I'm upgrading my cluster master from version 8.0.3 to 8.2.1. After installing the new version over the old deployment and starting splunk, I get "ERROR: pid xxx terminated with signal 4 (core dumped)", and the Splunk web server is not available. How can I fix this?

My Splunk environment is running on AWS Linux EC2s.

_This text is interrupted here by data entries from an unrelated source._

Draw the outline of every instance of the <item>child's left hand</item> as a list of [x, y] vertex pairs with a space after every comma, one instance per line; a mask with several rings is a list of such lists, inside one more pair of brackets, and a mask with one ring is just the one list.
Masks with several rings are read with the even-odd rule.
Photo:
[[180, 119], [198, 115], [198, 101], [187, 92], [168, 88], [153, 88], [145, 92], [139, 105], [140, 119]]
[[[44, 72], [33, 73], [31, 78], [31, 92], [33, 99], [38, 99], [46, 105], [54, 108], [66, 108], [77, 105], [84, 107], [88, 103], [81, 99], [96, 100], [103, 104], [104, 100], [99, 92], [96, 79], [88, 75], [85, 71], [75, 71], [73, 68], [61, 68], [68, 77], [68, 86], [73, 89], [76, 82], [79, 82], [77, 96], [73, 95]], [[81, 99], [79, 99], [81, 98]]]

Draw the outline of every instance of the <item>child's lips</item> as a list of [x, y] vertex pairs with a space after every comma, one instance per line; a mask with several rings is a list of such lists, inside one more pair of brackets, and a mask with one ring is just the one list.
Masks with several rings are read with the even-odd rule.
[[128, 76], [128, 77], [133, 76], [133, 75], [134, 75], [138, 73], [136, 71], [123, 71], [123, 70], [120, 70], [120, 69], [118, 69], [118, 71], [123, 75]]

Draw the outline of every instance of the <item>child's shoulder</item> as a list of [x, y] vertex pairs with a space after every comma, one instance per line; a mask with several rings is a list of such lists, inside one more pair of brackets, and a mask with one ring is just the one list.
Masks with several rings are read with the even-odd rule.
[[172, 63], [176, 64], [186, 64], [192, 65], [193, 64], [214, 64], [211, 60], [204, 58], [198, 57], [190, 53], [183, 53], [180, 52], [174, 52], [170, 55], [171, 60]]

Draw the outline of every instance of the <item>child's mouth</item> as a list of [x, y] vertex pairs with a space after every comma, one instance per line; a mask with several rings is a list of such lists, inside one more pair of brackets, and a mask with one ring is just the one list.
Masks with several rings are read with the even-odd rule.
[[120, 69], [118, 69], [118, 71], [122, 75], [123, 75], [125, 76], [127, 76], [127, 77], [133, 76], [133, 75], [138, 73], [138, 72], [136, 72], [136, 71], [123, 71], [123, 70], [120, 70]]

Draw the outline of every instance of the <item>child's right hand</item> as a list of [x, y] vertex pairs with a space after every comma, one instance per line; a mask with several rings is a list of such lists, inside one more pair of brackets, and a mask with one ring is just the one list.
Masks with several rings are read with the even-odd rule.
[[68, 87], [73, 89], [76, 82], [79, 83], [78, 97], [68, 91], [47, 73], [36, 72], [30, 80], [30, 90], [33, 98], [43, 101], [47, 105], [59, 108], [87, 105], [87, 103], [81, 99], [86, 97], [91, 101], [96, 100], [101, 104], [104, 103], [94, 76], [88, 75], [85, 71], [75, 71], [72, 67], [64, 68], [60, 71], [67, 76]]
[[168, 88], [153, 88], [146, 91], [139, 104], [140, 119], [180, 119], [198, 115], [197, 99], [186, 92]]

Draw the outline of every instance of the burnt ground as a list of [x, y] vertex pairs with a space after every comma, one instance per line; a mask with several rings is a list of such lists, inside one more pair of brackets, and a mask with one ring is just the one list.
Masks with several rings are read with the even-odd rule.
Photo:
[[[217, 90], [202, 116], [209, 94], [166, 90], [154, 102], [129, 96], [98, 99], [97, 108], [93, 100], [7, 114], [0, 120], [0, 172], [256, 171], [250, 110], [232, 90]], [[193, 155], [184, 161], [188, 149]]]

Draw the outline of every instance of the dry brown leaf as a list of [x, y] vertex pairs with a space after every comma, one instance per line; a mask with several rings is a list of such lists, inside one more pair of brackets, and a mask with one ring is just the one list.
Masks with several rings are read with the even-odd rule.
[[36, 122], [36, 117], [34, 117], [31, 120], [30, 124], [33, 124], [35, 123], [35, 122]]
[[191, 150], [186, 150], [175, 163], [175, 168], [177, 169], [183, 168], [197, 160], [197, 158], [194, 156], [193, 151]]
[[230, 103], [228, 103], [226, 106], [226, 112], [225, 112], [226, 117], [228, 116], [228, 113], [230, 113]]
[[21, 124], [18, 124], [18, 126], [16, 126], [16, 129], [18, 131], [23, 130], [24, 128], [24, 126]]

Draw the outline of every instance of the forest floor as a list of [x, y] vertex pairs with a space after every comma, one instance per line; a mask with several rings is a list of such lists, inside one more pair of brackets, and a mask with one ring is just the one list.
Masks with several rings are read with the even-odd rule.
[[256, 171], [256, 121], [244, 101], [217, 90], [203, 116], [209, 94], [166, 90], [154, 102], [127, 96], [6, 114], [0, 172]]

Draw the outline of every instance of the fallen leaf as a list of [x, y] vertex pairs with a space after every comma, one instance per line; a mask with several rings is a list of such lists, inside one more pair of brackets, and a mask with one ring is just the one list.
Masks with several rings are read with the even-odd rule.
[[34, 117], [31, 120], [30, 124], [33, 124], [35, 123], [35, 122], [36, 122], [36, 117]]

This is the information i have about the OS:

NAME="Amazon Linux AMI"
VERSION="2018.03"
ID_LIKE="rhel fedora"

Labels (3)
Tags (3)
1 Solution

jasen_m
Engager

Hello, we encountered this same issue when we also tried to upgrade and I actually saw your post when we were looking for a solution.

Ultimately, we were able to find out that there was a conflict with something else we had installed on the host.

Can you try to look in /var/log/messages after trying to start splunk?

In our case, we observed the following message:
Aug 7 00:22:54 <splunk_host> kernel: splunkd[53109] trap invalid opcode ip:XXXXXXX sp:XXXXXXXXXX error:0 in <non_splunk_agent>.so[XXXXXX+XXXXX]

After we saw that, we were able to uninstall the agent and splunk was able to start normally on the search head.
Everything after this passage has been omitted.